Snow White trivia

Taken from Imdb.com

Fifty ideas for the dwarfs' names and personalities were listed in the film's proposal; the list included all of the names finally included except Dopey and Doc (Dopey being the last to be developed). Some of the dwarfs were: Awful ("He steals and drinks and is very dirty"), Biggy-Wiggy or Biggo-Ego, Blabby, Deefy, Dirty, Gabby, Gaspy, Gloomy, Hoppy-Jumpy, Hotsy, Jaunty, Nifty, and Shifty. Sneezy was a last-minute replacement for Deefy.
Some animators were opposed to the name Dopey, claiming that it was too modern a word to use in a timeless fairy tale. Walt Disney made the argument that William Shakespeare used the word in one of his plays. This managed to convince everyone, although any reference to the term "dopey" is yet to be found in any of Shakespeare's work.

The "special" Academy Award granted to the picture consisted of one regular sized award and seven smaller sized awards.

Convinced that it would fail, the Hollywood film industry labeled the film "Walt Disney's Folly".
Disney Studios in Burbank was built with the film’s profits.

Scenes planned, but never fully animated: - The queen holds the prince in the dungeon and uses her magic to make skeletons dance for his amusement. - Fantasy sequence accompanying "Some Day My Prince Will Come" in which Snow White imagines herself dancing with her prince in the clouds beneath a sea of stars - Dwarfs building Snow White a bed with help from woodland creatures. - The song "Music in Your Soup" where the dwarfs sing about the soup that Snow White had just made them. - A musical number, "You're Never Too Old to Be Young", featuring the dwarfs. It was pre-recorded, but never animated.
Ward Kimball nearly quit after his two main sequences (the dwarfs eating soup and building a bed for Snow White, respectively) were cut. Walt Disney convinced him to stay by giving him the character of Jiminy Cricket in the next feature, Pinocchio (1940).
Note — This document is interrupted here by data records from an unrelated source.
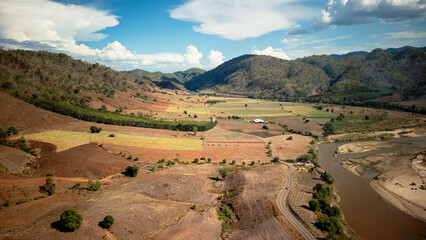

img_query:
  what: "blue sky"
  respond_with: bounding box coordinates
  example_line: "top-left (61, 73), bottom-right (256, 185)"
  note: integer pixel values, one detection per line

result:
top-left (0, 0), bottom-right (426, 72)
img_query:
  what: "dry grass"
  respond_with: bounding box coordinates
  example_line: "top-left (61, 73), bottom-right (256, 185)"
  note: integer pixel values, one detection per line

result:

To keep the animators’ minds working, Walt Disney instituted his "Five Dollars a Gag" policy. One notable example of this policy is when Ward Kimball suggested that the dwarfs' noses should pop one by one over the foot boards while they were peeking at Snow White.

Publicity material relates that production employed 32 animators, 102 assistant, 167 "in-betweeners", 20 layout artists, 25 artists doing water color backgrounds, 65 effects animators, and 158 female inkers and painters. 2,000,000 illustrations were made using 1500 shades of paint.

At a recording session, Lucille La Verne, the voice of the Wicked Queen, was told by Walt Disney's animators that they needed an older, raspier version of the Queen's voice for the Old Witch. Ms. Laverne stepped out of the recording booth, returned a few minutes later, and gave a perfect "Old Hag's voice" that stunned the animators. When asked how she did it, she replied, "Oh, I just took my teeth out."

Was the first film to ever have a soundtrack recording album released for it. Prior to Snow White and the Seven Dwarfs, a movie soundtrack recording was unheard of and with little value to a movie studio.

For the scene where the dwarfs are sent off to wash, animator Frank Thomas had Dopey do a hitch step to catch up to the others, as suggested in the storyboard. Walt Disney liked it so much he had the step added to other scenes - much to the chagrin of the other animators, who blamed Thomas for the extra work they had to do.

Was the first of many Disney films to have its premiere engagement at New York City's Radio City Music Hall. At the end of the film's initial engagement there, all the velvet seat upholstery had to be replaced. It seems that young children were so frightened by the sequence of Snow White lost in the forest that they wet their pants, and consequently the seats, at each and every showing of the film.

To give Snow White a more natural look, some of the ink and paint artists started applying their own rouge on her cheeks. When Walt Disney asked one how they would apply the rouge correctly for each cel, she responded, "What do you think we've been doing all our lives?"

Storyboards for a sequel to this movie were discovered in the Disney Company vault titled "Snow White Returns". Upon examining the length of the script and storyboards it seem like it was meant to be a short film than a full length movie. It was also meant to include revised versions of the "Soup" & "Bed Bulding" scenes that were excluded from the movie itself. The real reason for why this sequel never went further than preproduction is anyone's guess. It's unknown if Walt Disney really wanted this to be made in the first place. The whole storyboard to this unmade short is viewable on the Snow White Blu-ray.